脂肪吸引など他の美容整形にも用いられるカニューレ管を使用して皮下組織を吸い出し、除去するという手術方法もあります。カニューレ管は太さ1~2ミリほどの極めて細い、注射針のような器具なので、そのため術後は直径数ミリの穴のような傷口が残るだけで、完治後には外見からは全く分からない程度のものになります。施術時間も短く、またその他の治療法に比べると費用もかからない場合が多いので、比較的、手軽な美容整形手術と言えるでしょう。アポクリン腺などを実際に肉眼で確認して切除する訳ではないので、手術の精度や腋臭の再発確率などについては一歩を譲る部分がありますが、軽度の症状には十分な効果を発揮します。

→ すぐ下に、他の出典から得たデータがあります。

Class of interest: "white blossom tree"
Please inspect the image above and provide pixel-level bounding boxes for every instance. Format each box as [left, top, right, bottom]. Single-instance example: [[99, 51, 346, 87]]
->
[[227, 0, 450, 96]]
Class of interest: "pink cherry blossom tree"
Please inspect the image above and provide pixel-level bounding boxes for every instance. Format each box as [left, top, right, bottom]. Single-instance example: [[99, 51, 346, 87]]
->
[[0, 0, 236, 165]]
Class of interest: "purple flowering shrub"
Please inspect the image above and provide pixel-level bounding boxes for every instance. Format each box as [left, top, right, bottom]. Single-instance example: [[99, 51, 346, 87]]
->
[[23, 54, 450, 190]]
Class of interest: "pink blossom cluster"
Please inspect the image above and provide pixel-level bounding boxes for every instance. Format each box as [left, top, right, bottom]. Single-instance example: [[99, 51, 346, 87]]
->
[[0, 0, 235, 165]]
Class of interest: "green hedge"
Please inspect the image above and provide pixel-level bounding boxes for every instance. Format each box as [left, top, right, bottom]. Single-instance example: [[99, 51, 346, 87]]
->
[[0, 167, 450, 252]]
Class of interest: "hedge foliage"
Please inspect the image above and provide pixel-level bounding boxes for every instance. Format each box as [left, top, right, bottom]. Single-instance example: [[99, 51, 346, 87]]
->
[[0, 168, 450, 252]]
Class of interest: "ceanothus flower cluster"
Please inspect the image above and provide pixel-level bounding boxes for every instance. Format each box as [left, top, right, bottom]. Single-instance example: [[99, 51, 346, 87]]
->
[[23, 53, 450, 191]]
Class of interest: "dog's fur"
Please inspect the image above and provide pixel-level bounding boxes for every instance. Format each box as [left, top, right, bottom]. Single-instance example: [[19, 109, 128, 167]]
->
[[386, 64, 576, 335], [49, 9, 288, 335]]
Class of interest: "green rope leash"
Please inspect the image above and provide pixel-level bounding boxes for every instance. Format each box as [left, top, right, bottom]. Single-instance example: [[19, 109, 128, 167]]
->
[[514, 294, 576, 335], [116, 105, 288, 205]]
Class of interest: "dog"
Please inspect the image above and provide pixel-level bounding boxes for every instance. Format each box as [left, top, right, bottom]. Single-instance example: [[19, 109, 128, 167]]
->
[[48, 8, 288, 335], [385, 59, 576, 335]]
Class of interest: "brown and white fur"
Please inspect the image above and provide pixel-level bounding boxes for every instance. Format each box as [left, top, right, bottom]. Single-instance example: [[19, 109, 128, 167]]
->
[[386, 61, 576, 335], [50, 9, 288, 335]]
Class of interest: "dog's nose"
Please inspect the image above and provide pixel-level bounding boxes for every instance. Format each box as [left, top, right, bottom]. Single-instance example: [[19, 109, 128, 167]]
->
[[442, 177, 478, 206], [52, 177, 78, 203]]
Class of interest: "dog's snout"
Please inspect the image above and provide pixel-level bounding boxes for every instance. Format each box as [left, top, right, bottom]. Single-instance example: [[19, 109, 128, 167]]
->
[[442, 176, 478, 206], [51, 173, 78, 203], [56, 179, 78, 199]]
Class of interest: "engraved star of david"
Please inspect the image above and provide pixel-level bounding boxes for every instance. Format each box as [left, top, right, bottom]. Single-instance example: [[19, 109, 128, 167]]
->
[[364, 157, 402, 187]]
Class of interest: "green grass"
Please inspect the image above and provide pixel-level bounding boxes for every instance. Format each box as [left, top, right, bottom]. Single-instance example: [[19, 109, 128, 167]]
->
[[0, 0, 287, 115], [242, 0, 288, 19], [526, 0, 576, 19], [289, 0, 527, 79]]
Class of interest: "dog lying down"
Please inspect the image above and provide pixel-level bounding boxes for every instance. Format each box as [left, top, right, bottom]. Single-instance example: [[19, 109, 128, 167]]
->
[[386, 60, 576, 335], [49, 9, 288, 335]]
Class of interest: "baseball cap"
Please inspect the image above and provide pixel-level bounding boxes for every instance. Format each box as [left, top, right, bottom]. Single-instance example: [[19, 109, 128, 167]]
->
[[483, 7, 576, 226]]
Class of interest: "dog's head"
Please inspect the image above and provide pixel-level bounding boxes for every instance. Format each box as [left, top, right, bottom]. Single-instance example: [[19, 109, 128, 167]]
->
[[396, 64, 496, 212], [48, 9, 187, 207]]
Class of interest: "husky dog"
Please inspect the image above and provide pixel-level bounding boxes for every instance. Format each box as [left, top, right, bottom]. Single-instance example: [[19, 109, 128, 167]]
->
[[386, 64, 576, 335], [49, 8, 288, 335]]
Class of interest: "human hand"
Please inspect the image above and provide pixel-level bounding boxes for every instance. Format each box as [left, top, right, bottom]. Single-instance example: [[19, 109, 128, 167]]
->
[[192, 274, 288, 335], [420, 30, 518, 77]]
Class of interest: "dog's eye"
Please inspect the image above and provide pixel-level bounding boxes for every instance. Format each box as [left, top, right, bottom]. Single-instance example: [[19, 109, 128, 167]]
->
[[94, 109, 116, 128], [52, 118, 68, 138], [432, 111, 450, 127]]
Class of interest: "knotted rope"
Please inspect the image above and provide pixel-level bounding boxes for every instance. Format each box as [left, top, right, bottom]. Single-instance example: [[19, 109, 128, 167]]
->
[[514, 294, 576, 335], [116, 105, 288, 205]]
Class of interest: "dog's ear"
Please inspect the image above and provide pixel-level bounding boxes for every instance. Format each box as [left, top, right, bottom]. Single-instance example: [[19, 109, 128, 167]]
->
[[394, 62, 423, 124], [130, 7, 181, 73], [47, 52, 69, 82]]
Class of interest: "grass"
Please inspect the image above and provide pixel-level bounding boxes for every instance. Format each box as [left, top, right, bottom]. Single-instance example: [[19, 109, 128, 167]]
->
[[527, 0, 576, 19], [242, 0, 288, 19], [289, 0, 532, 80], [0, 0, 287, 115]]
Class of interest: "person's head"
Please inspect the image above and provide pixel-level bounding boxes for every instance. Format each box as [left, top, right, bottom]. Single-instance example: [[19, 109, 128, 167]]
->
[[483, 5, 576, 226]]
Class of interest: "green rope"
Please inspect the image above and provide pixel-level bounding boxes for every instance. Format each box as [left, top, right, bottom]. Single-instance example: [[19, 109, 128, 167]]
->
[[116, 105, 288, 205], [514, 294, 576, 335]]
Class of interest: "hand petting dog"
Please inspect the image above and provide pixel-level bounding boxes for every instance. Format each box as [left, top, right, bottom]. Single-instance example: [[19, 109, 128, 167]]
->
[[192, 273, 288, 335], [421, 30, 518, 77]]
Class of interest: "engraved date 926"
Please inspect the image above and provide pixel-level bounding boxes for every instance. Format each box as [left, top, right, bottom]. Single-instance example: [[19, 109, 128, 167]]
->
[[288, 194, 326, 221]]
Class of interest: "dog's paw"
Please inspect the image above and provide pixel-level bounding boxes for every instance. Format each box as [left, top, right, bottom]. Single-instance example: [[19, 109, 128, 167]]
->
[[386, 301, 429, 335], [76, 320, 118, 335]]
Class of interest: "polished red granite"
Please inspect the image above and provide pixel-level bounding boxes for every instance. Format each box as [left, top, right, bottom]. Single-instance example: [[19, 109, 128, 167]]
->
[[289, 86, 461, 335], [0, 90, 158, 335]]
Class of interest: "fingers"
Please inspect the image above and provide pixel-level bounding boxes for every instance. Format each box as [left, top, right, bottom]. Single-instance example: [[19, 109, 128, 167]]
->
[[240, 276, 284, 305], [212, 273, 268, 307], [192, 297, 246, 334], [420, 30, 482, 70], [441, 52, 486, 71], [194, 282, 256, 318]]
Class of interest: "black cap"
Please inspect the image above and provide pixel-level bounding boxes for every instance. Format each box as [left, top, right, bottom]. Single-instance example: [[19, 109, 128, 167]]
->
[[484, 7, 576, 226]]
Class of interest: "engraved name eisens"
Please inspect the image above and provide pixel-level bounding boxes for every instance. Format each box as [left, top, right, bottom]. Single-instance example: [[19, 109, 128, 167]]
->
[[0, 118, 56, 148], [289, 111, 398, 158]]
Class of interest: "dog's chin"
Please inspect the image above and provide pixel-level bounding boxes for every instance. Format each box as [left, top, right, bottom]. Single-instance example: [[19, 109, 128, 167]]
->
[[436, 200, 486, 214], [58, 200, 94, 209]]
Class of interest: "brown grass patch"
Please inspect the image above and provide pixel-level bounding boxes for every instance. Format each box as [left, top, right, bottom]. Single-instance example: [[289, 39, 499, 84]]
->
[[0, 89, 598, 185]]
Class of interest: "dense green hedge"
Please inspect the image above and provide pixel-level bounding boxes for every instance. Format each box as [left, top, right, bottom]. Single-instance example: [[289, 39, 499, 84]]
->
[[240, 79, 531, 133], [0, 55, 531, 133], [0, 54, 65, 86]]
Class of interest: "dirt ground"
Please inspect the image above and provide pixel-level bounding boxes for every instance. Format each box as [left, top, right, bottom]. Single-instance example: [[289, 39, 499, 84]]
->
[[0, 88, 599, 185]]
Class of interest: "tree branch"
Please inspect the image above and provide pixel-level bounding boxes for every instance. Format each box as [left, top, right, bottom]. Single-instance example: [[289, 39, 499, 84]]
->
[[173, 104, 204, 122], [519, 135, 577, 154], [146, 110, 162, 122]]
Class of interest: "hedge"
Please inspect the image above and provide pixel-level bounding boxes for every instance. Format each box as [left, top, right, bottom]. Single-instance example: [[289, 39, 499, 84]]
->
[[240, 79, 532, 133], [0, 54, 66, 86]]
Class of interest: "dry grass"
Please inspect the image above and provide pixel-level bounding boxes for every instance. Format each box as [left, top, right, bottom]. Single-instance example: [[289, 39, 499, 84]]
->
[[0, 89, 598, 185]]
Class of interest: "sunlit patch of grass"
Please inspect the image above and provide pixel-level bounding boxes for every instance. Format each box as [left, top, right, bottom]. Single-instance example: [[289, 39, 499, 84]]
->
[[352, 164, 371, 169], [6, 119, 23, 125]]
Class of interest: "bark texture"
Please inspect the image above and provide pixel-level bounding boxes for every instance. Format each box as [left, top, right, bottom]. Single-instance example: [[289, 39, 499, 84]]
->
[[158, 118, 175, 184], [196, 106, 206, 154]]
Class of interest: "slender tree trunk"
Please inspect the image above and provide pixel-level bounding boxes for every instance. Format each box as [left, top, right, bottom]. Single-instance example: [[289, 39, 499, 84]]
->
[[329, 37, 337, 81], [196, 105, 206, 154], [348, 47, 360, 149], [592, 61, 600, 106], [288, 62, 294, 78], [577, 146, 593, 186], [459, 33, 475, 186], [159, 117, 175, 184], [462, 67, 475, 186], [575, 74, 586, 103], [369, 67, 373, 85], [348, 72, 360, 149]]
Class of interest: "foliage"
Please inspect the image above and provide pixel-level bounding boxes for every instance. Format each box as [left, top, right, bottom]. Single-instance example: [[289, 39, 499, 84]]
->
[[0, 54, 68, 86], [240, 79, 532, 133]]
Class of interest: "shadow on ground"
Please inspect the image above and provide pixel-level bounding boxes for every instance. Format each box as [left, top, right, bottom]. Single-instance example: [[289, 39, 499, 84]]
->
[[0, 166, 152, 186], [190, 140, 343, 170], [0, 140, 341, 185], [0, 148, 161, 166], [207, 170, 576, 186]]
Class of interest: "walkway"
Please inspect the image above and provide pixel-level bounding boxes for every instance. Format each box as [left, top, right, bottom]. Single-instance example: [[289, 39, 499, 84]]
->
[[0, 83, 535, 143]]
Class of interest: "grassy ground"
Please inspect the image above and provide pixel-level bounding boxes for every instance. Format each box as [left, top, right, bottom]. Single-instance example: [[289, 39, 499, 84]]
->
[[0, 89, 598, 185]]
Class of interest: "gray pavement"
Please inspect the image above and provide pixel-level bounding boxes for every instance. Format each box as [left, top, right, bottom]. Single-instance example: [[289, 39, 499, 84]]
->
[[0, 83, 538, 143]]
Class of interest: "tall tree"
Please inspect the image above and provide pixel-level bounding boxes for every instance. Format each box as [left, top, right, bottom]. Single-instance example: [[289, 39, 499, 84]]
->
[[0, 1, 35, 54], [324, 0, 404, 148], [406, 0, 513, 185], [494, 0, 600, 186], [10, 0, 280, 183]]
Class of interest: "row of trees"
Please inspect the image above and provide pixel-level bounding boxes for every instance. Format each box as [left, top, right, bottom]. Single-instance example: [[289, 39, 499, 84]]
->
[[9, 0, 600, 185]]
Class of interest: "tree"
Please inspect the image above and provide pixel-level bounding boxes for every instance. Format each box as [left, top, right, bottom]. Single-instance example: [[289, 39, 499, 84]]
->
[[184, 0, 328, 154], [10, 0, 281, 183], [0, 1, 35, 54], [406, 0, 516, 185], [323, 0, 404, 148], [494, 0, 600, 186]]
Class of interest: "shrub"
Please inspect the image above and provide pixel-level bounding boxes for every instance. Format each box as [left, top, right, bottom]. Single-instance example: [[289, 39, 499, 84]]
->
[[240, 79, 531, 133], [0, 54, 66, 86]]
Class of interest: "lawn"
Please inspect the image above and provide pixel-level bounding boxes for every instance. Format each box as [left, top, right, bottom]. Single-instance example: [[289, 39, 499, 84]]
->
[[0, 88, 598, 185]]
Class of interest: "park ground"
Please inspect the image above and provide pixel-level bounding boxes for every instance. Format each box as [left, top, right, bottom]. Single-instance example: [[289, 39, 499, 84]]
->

また、超音波やレーザーと組み合わせた複合的な吸引法が、この欠点を改良した新しい美容整形治療として広まり、定着しつつあります。

美容整形《超音波吸引法》

腋の皮膚に2ミリ程度の穴を開け、そこへ超音波発生機器の先端を差し込んで、体内から超音波振動を発生させることにより、アポクリン腺、エクリン腺などの組織を優先的に破壊するというのが、超音波治療法です。破壊した組織はカニューレ管できれいに除去するため、皮膚の中に残ることはありません。超音波の振動や熱で組織を死滅させるため、メスや器具などで直接に切除する方法に比べ、施術部分へのダメージが少なく、また周りの神経や血管などを傷つけずに、スムーズに汗腺だけを取り除くことができるメリットがあります。術後の回復も他の施術法に比べて早い傾向がありますが、術中のダメージがやけどや水腫などの形で残ってしまうケースもあり、またこの方法で完全に汗腺を除去し尽くすのは難しい場合も多いようです。